The Energy Star Lamps V1.1 specification is on pace to take effect this September, after the EPA went through an arduous series of drafts while accepting input from stakeholders on the specification-development process. Last August the agency finalized the specification and a relatively quiet period has ensued on the lamps front.
The changes being previewed for V1.1 are either targeted at making sure consumers get the expected level of performance for Energy Star rated products, or at lamp types not currently covered in the specification. The EPA is asking for feedback on the proposed changes by June 20, 2014.
There are three primary changes. First, the EPA plans to specifically exclude G18.5 and G19 LED lamps from the Energy Star program whereas those products can currently win an Energy Star rating in the decorative category. But consumers could easily mistake those products for omnidirectional A-lamps and expect the type of energy efficiency and performance expected of A19 lamps. Therefore, the program will no longer include the specialty products.
The EPA said, "It remains EPA’s intent to provide consumers with efficient replacement lamps without sacrifice in performance and not award the Energy Star label to products that emulate the look of incandescent bulbs (e.g., A19, A21) but fail to deliver the necessary light distribution to adequately replace currently installed lamps."
The second change focuses on adding coverage of GU10-based MR16 lamps that are powered from the AC mains voltage. Those lamps were previously excluded because there was no standardized shape outline for such lamps specified by the American National Standards Institute (ANSI).
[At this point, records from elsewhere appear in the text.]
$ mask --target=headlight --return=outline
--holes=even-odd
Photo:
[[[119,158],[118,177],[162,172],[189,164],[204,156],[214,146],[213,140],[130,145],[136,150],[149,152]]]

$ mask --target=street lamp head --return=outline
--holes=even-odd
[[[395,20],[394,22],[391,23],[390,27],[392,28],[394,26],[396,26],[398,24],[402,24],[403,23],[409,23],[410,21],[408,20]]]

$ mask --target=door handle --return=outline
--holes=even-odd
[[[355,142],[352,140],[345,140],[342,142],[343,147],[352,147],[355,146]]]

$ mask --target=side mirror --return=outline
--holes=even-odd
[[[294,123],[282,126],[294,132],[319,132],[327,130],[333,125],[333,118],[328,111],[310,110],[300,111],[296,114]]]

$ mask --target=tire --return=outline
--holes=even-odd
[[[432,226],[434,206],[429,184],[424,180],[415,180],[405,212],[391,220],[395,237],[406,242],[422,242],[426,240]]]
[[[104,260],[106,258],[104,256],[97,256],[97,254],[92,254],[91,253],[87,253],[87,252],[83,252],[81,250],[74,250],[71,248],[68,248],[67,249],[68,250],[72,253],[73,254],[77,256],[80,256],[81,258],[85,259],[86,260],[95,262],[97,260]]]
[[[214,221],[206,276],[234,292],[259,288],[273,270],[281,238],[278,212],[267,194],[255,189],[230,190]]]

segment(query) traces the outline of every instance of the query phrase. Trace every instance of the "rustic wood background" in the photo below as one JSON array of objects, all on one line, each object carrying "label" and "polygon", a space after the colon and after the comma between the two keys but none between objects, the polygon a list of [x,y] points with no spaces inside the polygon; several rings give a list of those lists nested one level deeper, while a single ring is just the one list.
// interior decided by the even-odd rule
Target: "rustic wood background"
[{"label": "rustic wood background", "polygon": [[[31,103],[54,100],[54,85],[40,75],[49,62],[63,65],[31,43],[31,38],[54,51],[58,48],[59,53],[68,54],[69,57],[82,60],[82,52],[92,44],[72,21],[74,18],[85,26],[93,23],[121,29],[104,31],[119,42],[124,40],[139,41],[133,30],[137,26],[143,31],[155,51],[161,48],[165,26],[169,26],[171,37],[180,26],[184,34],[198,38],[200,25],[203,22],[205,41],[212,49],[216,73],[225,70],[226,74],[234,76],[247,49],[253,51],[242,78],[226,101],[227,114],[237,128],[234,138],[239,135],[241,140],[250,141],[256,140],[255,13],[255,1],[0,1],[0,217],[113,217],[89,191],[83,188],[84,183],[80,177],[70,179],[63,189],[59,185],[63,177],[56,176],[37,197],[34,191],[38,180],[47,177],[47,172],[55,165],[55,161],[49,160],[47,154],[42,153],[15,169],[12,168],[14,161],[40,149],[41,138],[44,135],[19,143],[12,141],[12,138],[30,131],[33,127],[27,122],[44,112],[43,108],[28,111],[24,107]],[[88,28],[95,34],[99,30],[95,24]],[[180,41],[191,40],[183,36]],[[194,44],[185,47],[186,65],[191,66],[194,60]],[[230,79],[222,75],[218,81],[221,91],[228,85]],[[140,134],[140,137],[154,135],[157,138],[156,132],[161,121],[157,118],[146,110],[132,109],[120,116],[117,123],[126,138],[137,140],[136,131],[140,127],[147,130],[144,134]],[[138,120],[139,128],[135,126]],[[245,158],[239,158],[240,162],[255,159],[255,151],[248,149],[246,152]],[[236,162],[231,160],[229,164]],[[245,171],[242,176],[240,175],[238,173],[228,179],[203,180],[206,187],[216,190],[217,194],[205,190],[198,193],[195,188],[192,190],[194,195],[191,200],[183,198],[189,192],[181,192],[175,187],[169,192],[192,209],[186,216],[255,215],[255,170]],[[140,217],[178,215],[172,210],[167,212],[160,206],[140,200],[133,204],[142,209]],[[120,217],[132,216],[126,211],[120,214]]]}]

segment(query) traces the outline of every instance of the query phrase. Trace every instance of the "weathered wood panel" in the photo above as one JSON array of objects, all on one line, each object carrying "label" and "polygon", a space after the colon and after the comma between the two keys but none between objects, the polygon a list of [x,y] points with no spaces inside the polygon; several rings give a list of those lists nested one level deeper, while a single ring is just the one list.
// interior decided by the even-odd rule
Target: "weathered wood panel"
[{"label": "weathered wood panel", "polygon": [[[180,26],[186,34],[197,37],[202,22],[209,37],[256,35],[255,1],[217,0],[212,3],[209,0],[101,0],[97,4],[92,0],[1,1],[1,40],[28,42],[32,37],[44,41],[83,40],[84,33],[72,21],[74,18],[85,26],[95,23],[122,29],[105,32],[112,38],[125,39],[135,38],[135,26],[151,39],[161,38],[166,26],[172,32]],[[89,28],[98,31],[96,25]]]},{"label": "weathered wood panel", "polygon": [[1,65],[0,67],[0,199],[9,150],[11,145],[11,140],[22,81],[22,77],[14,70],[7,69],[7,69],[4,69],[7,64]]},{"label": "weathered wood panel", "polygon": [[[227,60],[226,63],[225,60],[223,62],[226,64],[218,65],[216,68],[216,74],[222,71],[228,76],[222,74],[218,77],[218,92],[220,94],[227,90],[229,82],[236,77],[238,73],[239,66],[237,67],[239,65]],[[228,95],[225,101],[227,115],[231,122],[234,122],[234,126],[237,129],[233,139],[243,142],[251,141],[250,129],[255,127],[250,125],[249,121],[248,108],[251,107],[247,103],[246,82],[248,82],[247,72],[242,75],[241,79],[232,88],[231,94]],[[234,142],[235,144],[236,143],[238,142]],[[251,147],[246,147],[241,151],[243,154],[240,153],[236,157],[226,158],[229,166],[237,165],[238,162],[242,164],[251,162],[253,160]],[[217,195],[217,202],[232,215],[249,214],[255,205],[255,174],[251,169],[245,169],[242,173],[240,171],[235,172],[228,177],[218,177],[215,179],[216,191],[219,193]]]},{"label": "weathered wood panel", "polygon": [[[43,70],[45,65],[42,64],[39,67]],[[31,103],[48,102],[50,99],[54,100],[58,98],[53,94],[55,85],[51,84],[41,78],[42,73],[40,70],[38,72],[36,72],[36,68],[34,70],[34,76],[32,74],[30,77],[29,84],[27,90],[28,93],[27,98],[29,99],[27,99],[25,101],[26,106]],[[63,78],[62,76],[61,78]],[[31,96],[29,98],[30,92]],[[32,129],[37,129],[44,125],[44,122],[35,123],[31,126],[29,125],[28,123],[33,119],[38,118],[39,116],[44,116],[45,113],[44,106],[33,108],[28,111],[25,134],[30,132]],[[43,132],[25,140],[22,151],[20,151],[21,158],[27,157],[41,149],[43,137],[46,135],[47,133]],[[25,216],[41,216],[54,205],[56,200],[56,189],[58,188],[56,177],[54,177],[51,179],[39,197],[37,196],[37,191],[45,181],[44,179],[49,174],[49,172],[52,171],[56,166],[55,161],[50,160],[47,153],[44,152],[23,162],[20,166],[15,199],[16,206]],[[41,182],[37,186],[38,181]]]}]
But ANSI is working on two new MR16-type lamp standards: one allowing more space for driver and thermal components and one based on the IEC GU10 standard. Moreover, the National Electrical Manufacturers Association (NEMA) and other stakeholders have requested that the GU10-type lamps be included.
The final change is focused on PAR30 lamps. The EPA will now allow manufacturers to test just the short-neck version of a PAR30 lamp and apply that data to regular- and long-neck versions, with all versions getting Energy Star recognition.